Study limitations and strengths
The relatively small number of subjects may be seen as a limitation. Moreover, although participation rate was high considering the character of the study it has, in the light of the mortality among the non-participants, to be acknowledged that the studied population represents a group at a proportionately lower risk than the total population. It is, however, reasonable to assume that the healthier group could benefit most from risk prediction and management, and that unhealthy people are already known to the health care providers.

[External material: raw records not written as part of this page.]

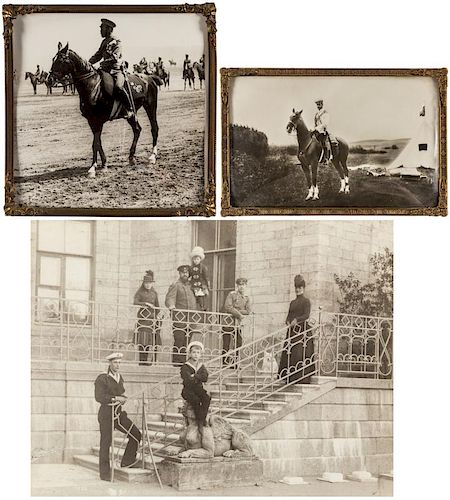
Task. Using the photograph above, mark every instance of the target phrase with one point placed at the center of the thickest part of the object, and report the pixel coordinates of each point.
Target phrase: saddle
(138, 85)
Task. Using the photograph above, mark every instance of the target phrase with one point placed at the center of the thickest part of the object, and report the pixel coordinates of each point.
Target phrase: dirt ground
(73, 480)
(54, 151)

The uniform age, even gender distribution, well-defined area of recruitment and long period of follow-up, in combination with a relatively high mortality, may be considered as a strength. Still, there may be difficulties in generalising the findings to other populations even if in the same age range; however, it is likely that the results are applicable in elderly Caucasian populations.
Conclusions
Emphasis should be placed on assessment of cardiometabolic risk factors and their clustering in elderly populations, in particular as regards their lipid profile and glucose perturbations, important markers of an increased risk for mortality. The CMRI helps in identifying individuals in need of intervention, and may serve as a cost-effective tool only requiring a fasting blood sample for risk prediction. The present findings should encourage further research to provide a basis for the impact of therapeutic strategies intended to improve the outcome in elderly populations.
Footnotes
Appendix
The CMRI is the output of a single hidden layer feed-forward Artificial Neural Network (ANN). The study population in EuroHeart survey on Diabetes and the Heart was used to select the input variables, number of hidden variables and to estimate the parameters of the ANN; for a more thoroughly description see Anselmino et al. 6
Mathematically, CMRI is given by the following formulae:
h1 = tanh(−13.71 + 1.75*FPG + 0.029*Age − 0.22*HDL–c)
h2 = tanh(−21.42 + 3.47*FPG)
h3 = tanh(10.12 − 0.16*Age)
h4 = tanh(5.38 − 1.69*FPG + 3.59*HDL-c),
where hi denotes variable i and tanh(x) = [exp(x) − exp(−x)]/[exp(x) + exp(−x)].
The CMRI is then given by:
CMRI = Prob(High Risk) = y3/( y1 + y2 + y3), where
y1 = [1 + exp(−(−1.51 − 1.88*h2 + 0.53*h3 + 0.38*h4))]−1
y2 = [1 + exp(−(−2.06 − 2.76*h1 + 1.46*h2 − 0.31*h3))]−1
y3 = [1+exp(−(−0.22 + 1.84*h1 − 0.93*h4))]−1
Acknowledgements
The authors are grateful to Professor Jerzy Leppert for getting full access to the database and Doctor Pär Hedberg for confirming the causes of death.
Funding
The study was supported by the Swedish Heart and Lung Foundation and AFA Insurance.
Conflict of interest statement
None of the authors has any financial interests, apart from research funding as outlined above. All authors have read and agree to the manuscript as written.